Doggy Doc was way worried now because Lib was getting worse instead of better and he didn’t know why. Her fever raged even higher which caused even more alarm. He opted to shave the area and drain the abscess with a larger gauge needle so it would hopefully continue to drain rather than refill and get bigger again. He also added another antibiotic to her regimen and another medication to help fight the fever. He also instructed that I apply a warm compress to the area at least twice a day. I did it 3 & 4 times a day.

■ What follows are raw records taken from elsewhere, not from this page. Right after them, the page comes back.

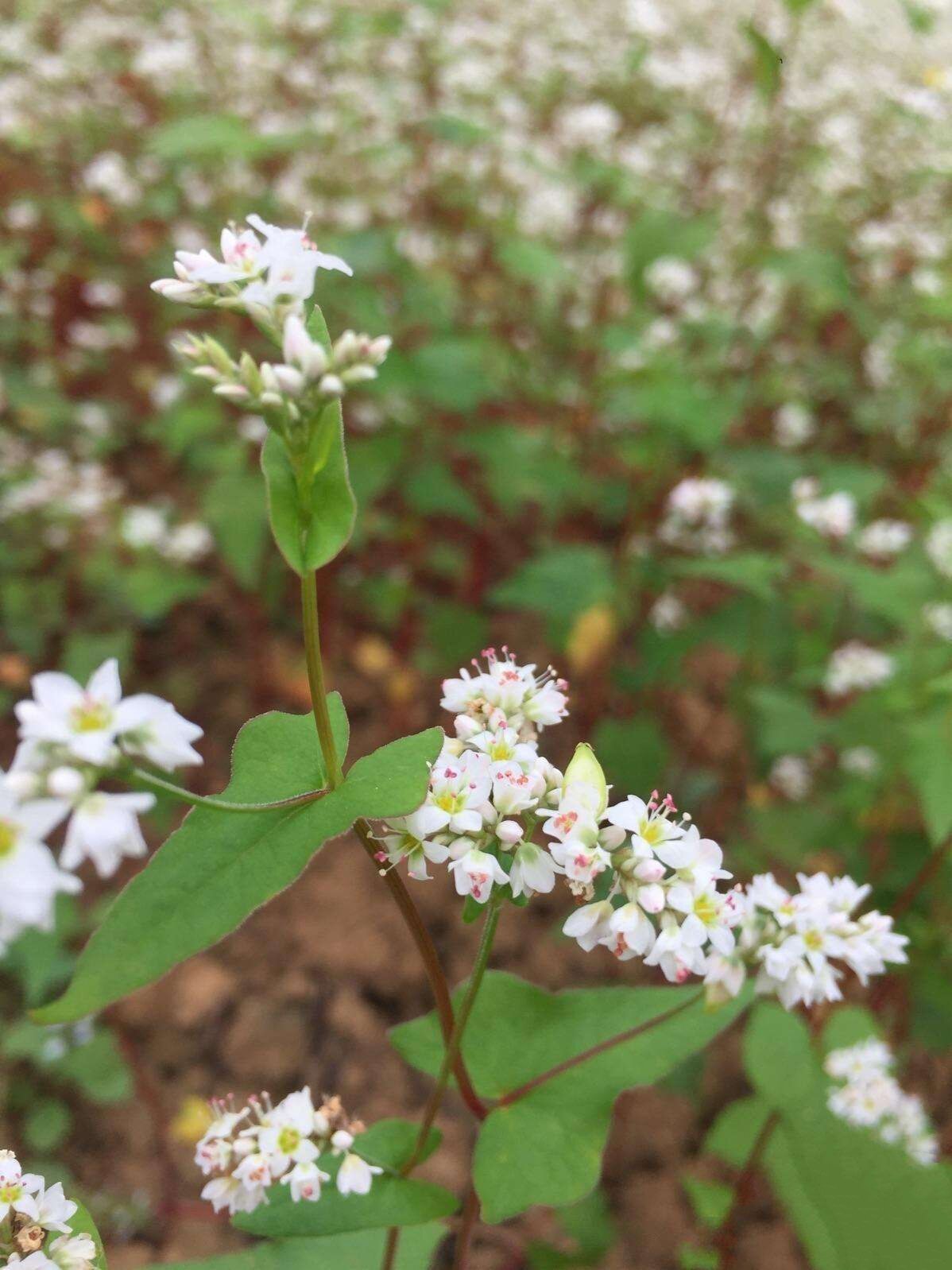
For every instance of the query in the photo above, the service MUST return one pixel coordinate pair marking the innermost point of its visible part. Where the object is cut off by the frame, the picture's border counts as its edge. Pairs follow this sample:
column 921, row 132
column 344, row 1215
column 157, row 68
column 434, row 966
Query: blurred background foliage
column 620, row 246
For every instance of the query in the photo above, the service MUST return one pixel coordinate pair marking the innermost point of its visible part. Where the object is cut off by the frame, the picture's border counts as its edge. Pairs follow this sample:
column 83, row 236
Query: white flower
column 671, row 278
column 857, row 667
column 284, row 1134
column 53, row 1210
column 305, row 1181
column 153, row 728
column 532, row 870
column 29, row 878
column 17, row 1191
column 356, row 1176
column 74, row 1251
column 938, row 546
column 869, row 1098
column 678, row 949
column 589, row 925
column 792, row 776
column 142, row 527
column 308, row 354
column 240, row 261
column 187, row 543
column 476, row 873
column 881, row 540
column 697, row 514
column 792, row 426
column 254, row 1171
column 938, row 619
column 412, row 840
column 631, row 932
column 37, row 1260
column 65, row 783
column 84, row 720
column 89, row 722
column 233, row 1193
column 103, row 828
column 648, row 823
column 833, row 516
column 461, row 788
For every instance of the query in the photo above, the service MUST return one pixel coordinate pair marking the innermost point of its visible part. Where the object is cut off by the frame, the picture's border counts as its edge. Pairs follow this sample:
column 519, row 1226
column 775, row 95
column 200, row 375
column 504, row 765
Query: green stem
column 726, row 1235
column 223, row 804
column 315, row 679
column 467, row 1225
column 431, row 960
column 391, row 1248
column 456, row 1038
column 395, row 885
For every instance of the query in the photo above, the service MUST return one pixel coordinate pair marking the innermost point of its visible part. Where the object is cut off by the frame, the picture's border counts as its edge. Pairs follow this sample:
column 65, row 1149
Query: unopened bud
column 509, row 832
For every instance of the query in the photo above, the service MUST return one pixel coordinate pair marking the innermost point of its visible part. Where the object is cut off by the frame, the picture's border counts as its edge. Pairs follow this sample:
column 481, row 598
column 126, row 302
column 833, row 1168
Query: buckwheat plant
column 482, row 805
column 40, row 1229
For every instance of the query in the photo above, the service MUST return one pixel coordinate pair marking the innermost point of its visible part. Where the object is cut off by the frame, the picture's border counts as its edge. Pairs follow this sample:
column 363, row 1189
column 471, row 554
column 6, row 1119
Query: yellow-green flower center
column 8, row 837
column 652, row 831
column 706, row 908
column 91, row 717
column 451, row 803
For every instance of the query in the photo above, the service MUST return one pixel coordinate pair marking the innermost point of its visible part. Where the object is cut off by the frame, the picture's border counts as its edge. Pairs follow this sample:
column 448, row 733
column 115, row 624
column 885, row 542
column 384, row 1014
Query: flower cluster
column 72, row 738
column 697, row 516
column 34, row 1223
column 869, row 1096
column 833, row 516
column 274, row 272
column 856, row 668
column 664, row 874
column 271, row 278
column 246, row 1149
column 792, row 943
column 490, row 784
column 648, row 883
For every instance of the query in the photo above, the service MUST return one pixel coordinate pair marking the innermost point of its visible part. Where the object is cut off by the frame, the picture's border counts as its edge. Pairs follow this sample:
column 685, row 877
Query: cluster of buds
column 72, row 738
column 867, row 1095
column 34, row 1223
column 246, row 1149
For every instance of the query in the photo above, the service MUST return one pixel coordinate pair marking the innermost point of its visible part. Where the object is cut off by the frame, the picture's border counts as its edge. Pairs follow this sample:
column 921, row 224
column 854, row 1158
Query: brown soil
column 306, row 989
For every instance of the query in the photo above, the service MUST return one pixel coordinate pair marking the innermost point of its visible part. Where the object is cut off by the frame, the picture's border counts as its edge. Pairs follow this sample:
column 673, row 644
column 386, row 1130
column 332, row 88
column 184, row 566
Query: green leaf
column 391, row 1143
column 310, row 501
column 928, row 757
column 546, row 1147
column 82, row 1223
column 357, row 1251
column 747, row 571
column 735, row 1131
column 310, row 541
column 710, row 1200
column 857, row 1203
column 767, row 60
column 46, row 1125
column 219, row 866
column 391, row 1202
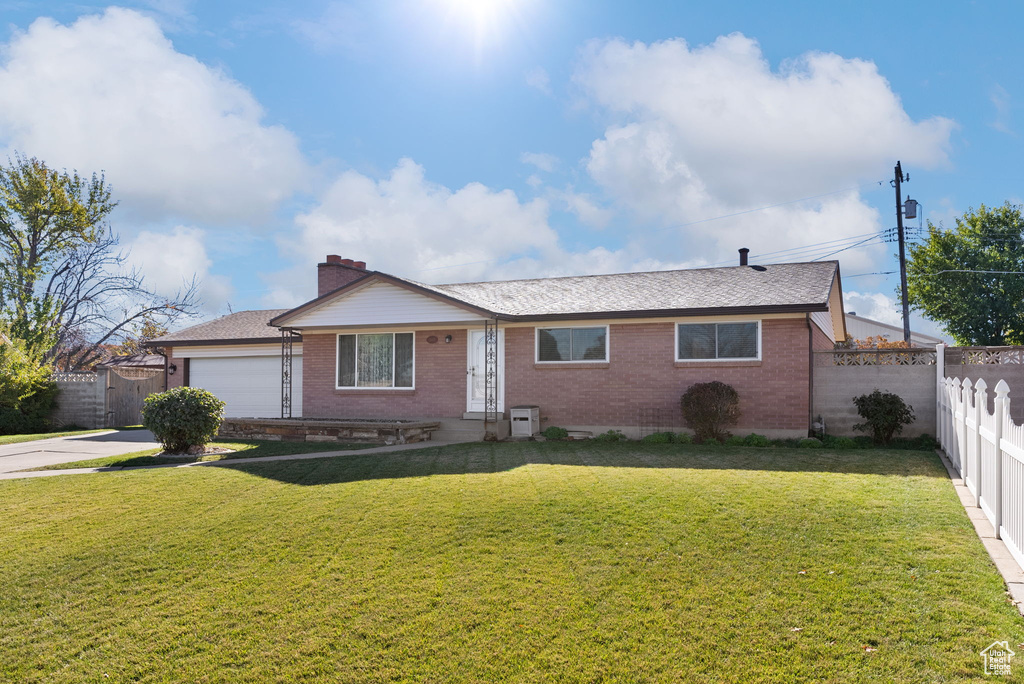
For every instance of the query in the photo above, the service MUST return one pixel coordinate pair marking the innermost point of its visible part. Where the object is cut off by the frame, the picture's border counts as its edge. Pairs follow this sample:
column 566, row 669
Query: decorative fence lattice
column 87, row 376
column 985, row 355
column 876, row 357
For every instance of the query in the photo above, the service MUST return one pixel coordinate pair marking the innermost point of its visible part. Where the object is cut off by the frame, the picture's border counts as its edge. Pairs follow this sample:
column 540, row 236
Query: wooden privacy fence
column 987, row 451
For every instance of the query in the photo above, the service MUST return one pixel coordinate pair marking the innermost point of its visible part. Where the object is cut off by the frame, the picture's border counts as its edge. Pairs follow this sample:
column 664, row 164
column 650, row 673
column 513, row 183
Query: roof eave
column 152, row 344
column 664, row 313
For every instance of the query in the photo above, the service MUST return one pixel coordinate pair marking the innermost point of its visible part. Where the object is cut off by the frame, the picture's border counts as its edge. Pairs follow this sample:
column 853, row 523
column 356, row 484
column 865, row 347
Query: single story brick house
column 594, row 352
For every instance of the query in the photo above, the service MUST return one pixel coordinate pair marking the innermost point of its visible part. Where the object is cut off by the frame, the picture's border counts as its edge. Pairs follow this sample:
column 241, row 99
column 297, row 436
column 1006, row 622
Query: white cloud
column 1000, row 100
column 407, row 225
column 170, row 260
column 175, row 136
column 340, row 26
column 705, row 132
column 539, row 80
column 543, row 161
column 586, row 209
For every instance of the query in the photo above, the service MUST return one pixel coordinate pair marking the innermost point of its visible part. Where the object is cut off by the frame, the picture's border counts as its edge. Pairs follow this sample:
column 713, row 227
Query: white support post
column 980, row 404
column 940, row 383
column 1001, row 411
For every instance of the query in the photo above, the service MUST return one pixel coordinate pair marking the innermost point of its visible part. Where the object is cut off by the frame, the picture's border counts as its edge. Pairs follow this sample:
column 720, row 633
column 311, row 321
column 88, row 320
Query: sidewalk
column 1005, row 563
column 230, row 462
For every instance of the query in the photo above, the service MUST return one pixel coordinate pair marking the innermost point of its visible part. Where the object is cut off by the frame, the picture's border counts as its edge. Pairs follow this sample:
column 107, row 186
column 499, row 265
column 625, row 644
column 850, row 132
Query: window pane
column 737, row 340
column 403, row 359
column 553, row 344
column 376, row 356
column 696, row 341
column 346, row 360
column 588, row 344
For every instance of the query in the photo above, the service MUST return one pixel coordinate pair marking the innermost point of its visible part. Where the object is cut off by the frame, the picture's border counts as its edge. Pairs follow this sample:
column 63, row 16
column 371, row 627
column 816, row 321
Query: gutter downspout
column 810, row 375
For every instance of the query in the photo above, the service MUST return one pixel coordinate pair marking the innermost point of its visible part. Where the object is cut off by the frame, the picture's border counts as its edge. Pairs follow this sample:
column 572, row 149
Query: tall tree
column 971, row 279
column 66, row 289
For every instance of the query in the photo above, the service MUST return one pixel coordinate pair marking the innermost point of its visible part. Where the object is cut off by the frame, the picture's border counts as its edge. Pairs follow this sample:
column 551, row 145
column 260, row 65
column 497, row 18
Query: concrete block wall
column 82, row 400
column 835, row 387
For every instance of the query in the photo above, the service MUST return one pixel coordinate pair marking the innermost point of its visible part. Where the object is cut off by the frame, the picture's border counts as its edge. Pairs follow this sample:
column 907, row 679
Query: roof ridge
column 629, row 272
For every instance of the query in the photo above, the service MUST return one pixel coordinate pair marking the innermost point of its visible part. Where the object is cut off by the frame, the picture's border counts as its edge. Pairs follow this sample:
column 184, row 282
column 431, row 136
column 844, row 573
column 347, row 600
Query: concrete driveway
column 64, row 450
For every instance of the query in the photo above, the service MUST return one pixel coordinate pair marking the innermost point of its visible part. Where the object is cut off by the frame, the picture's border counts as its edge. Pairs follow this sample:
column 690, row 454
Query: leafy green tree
column 66, row 289
column 971, row 279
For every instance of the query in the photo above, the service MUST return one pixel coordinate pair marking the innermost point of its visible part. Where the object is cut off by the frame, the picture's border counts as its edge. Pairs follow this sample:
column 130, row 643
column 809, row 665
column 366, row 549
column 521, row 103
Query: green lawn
column 18, row 438
column 521, row 562
column 246, row 449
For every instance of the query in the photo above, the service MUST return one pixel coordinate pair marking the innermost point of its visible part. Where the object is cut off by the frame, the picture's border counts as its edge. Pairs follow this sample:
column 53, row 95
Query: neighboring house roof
column 243, row 327
column 792, row 287
column 861, row 328
column 133, row 360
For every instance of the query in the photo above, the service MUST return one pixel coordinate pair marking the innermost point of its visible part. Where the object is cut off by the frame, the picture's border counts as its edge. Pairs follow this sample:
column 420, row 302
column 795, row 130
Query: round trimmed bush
column 657, row 438
column 710, row 409
column 182, row 418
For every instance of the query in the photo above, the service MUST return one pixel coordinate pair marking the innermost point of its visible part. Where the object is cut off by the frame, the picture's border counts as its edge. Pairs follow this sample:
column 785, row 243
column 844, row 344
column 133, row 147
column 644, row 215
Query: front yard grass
column 249, row 449
column 482, row 562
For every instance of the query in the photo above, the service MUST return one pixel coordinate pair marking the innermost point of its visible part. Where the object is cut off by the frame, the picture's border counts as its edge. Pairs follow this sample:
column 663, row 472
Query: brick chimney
column 335, row 272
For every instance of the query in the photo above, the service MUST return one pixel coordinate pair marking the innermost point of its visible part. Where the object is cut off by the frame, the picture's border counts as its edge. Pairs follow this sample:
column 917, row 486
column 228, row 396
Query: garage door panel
column 250, row 386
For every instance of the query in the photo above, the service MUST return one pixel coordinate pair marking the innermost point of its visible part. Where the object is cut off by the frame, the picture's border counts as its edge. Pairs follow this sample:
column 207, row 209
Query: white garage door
column 249, row 385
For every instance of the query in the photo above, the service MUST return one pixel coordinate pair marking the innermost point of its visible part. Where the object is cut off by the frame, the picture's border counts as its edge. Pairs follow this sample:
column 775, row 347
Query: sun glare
column 485, row 20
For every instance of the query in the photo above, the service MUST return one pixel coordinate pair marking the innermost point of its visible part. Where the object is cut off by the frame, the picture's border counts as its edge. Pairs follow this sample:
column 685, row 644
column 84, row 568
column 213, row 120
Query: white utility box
column 525, row 421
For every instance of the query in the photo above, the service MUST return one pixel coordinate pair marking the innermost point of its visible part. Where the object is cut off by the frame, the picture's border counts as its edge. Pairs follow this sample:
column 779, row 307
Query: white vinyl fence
column 987, row 451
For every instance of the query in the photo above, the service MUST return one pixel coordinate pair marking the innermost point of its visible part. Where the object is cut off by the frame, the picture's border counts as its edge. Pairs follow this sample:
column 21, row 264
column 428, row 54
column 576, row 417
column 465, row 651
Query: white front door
column 475, row 368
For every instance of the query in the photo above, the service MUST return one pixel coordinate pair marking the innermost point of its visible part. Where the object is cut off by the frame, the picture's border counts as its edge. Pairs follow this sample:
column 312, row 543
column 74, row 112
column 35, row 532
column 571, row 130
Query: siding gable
column 381, row 304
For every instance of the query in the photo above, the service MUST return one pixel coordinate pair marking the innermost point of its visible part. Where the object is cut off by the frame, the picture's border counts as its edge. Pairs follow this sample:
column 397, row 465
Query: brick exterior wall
column 439, row 379
column 642, row 373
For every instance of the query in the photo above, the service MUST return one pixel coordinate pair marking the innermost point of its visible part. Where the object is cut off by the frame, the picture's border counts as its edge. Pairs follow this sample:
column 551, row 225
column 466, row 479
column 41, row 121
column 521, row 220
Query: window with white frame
column 718, row 341
column 572, row 344
column 376, row 360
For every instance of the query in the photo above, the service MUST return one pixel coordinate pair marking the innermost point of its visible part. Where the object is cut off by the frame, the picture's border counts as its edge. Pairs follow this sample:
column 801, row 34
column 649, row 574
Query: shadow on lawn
column 483, row 458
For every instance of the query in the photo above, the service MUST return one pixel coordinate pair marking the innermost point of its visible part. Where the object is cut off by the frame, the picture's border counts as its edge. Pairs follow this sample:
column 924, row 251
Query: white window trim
column 337, row 349
column 714, row 360
column 537, row 344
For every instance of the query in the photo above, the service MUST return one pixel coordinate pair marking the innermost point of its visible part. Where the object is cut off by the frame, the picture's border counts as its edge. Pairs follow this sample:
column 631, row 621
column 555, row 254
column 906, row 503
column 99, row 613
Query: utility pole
column 899, row 178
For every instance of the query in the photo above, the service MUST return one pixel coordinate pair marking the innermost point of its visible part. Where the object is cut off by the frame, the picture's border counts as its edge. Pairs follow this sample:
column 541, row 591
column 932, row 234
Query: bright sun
column 485, row 19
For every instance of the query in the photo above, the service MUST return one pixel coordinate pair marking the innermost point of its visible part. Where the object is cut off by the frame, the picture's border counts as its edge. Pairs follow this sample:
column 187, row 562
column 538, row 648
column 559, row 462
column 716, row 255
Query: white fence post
column 980, row 404
column 1001, row 413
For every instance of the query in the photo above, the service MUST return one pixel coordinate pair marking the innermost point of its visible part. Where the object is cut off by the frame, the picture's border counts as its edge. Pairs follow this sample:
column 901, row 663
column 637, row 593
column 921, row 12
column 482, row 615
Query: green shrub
column 555, row 433
column 610, row 435
column 840, row 442
column 28, row 393
column 758, row 440
column 657, row 438
column 885, row 415
column 710, row 408
column 182, row 418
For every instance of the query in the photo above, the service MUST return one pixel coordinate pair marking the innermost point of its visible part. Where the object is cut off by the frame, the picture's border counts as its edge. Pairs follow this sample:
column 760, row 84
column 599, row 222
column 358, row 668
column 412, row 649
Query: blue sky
column 446, row 140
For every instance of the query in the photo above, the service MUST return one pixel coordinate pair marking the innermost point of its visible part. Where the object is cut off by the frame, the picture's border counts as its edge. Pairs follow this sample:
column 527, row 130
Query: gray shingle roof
column 248, row 326
column 776, row 285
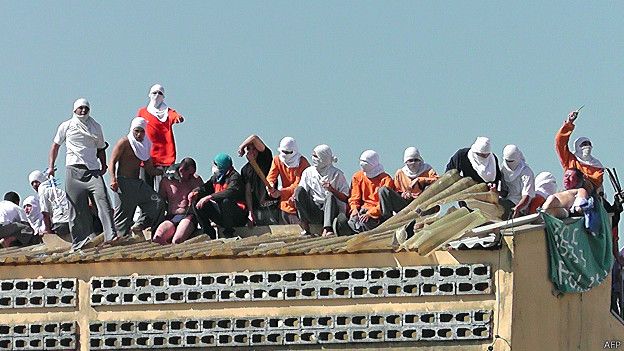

He scheduled her for surgery to insert a drainage tube on Tuesday (tomorrow) if she wasn’t any better by today (Monday). Guess what? She is better. Tons better! Loads better! Puppy kisses and tail waggings better! Doggy Doc saw her today, touched the shaved area and immediately exclaimed, and I swear this is true, “SWEET!”. Surgery is canceled. Libby is doing awesome! She has one more week of antibiotics and other medications to finish (I’m totally fine with that, totally, totally) but it looks like she is firmly on the road to recovery!
Thank you Sweet Jesus. Thank you so much. As I always say, there’s a reason that “dog” is “God” spelled backwards! I’m so glad I still get to be Libby’s Mom.